A department store clerk was alarmed to see a blind man walk into the
store, pick up his seeing-eye dog, and swing it around in circles over
his head by it's tail. The clerk rushes over and asks, "Sir! Is
there something I can help you with?!"

The blind man says "No, thanks. I'm just looking around."

2. DUMB JOE

Two men walk into a bar to have a drink. The first man turned to the
second and said, "That guy there? That's Dumb Joe. He's been around
here for 20 years or so.

"Why do they call him Dumb Joe?" the second man asked.

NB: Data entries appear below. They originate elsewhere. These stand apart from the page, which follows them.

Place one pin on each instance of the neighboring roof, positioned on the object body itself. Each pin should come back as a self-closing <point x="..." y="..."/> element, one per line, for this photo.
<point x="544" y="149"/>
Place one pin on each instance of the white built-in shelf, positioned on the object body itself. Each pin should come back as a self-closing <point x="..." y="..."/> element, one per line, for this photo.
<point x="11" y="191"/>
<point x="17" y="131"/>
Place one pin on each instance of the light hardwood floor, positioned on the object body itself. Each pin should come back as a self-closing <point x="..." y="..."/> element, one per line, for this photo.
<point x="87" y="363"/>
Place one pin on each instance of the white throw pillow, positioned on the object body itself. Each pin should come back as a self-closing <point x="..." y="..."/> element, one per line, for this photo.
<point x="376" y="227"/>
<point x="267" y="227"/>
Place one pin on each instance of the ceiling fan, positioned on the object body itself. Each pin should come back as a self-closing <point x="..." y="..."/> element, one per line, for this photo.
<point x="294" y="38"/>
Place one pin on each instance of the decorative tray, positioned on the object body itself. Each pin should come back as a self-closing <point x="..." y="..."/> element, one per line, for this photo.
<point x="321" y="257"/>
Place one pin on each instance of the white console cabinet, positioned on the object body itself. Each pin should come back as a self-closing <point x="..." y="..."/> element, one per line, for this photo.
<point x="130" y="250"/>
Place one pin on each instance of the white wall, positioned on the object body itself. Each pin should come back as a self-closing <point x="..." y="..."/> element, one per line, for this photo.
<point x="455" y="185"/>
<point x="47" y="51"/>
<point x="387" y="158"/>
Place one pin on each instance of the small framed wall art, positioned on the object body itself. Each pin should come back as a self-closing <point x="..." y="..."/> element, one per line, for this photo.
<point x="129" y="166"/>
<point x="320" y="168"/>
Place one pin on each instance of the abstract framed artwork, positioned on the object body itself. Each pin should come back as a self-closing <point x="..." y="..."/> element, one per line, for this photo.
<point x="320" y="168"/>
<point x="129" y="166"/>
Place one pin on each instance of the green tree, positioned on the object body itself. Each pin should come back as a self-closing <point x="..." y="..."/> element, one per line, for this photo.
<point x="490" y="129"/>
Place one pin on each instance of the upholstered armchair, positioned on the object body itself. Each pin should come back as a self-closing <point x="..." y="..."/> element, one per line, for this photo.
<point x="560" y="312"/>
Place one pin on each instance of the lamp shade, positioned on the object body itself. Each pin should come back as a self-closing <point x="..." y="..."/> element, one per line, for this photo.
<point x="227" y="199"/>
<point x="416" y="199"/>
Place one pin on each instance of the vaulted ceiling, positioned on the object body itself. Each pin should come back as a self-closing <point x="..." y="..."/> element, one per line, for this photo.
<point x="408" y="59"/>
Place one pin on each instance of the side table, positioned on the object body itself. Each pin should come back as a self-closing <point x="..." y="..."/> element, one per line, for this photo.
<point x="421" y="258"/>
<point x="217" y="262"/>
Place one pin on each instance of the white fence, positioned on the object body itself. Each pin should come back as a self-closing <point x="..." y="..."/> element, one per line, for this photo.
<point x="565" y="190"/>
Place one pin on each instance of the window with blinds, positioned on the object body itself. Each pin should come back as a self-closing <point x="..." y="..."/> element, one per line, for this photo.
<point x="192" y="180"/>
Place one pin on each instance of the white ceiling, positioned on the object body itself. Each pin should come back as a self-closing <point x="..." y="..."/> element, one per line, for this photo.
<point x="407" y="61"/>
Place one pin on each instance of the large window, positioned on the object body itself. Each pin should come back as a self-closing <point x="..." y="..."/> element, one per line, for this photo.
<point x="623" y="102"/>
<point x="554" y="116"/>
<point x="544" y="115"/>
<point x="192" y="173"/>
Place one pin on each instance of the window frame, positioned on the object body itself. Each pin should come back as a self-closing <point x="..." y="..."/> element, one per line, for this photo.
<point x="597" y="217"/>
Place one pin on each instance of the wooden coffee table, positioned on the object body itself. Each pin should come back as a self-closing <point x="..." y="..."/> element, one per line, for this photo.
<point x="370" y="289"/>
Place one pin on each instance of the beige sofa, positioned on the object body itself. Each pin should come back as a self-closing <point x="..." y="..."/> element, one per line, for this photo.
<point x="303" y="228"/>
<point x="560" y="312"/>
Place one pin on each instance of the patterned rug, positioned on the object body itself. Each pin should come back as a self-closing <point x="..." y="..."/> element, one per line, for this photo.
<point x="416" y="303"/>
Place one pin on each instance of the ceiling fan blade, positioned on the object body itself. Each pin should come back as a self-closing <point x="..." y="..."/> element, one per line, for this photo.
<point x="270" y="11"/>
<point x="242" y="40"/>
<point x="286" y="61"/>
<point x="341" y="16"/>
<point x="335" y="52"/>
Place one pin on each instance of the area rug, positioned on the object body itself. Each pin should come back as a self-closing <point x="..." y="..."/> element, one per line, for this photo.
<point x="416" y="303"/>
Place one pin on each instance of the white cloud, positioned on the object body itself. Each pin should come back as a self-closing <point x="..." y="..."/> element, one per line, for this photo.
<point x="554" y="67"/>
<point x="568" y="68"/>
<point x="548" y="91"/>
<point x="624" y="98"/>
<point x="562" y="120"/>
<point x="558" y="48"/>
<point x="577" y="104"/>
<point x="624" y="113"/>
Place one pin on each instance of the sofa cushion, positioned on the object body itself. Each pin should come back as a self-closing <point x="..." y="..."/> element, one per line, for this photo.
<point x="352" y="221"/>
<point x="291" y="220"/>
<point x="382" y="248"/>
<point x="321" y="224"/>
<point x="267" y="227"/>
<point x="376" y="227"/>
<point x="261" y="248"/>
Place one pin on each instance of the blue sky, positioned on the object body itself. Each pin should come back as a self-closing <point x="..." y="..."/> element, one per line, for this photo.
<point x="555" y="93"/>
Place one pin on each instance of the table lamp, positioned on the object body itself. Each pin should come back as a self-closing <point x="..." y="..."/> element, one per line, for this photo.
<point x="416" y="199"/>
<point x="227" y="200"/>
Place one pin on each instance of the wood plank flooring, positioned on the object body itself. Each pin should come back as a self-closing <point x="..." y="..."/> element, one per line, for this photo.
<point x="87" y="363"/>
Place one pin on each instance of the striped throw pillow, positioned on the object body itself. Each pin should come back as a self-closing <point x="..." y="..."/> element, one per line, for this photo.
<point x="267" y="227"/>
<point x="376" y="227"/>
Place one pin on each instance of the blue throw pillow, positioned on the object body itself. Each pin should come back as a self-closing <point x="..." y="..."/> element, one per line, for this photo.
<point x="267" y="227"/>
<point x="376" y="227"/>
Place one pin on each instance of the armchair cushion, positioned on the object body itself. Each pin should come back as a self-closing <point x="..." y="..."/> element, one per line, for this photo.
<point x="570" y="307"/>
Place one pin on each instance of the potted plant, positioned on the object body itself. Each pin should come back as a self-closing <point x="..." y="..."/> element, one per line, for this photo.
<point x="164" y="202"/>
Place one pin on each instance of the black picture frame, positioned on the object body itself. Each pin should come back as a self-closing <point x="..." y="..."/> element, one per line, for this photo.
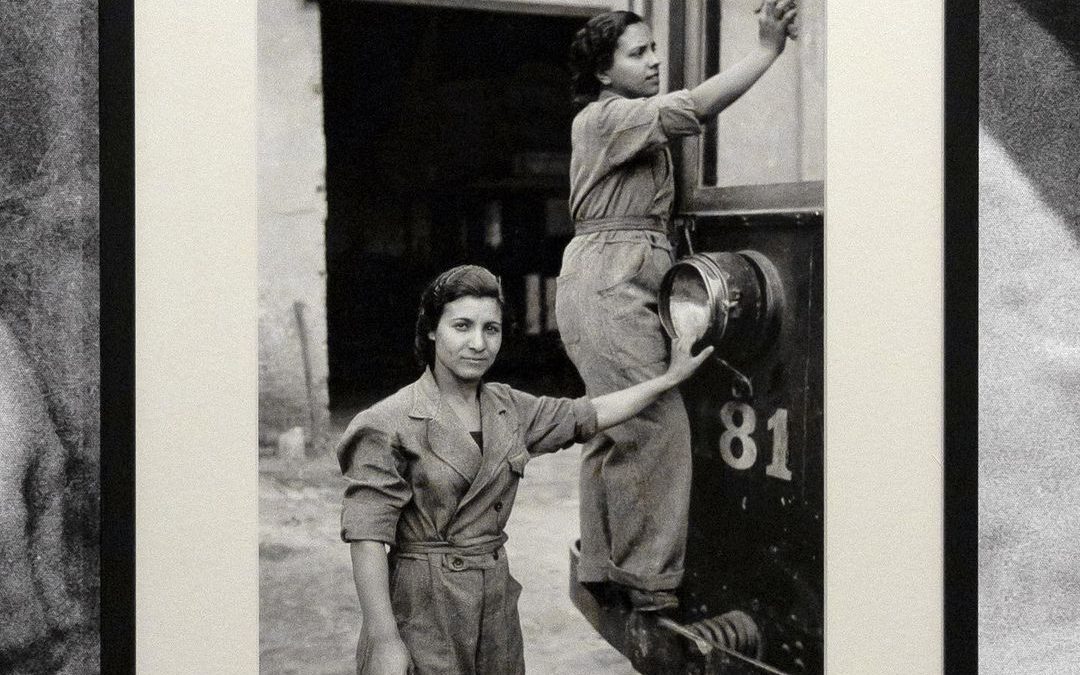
<point x="117" y="227"/>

"Well, watch this," replied the first. He walked over to Joe and
asked him, "Joe, here is a nice shiny quarter and a nice dollar bill.
Which one do you want?"

Dumb Joe took the quarter, and as always, everyone in the bar laughed.
The man walked back to his table an said to his friend, "He does that
a dozen times a day."

Later, the second man walked up to Dumb Joe and asked him, "Why do you
do that and have people laugh at you?"

"Well," says Joe, "if I took the dollar, the game would have been over
years ago."

3. MR. JONES

An old man, Mr. Jones, was living the last of his life in a nursing
home. One day, he appeared to be very sad and depressed. Nurse
Tracey asked if there was anything wrong.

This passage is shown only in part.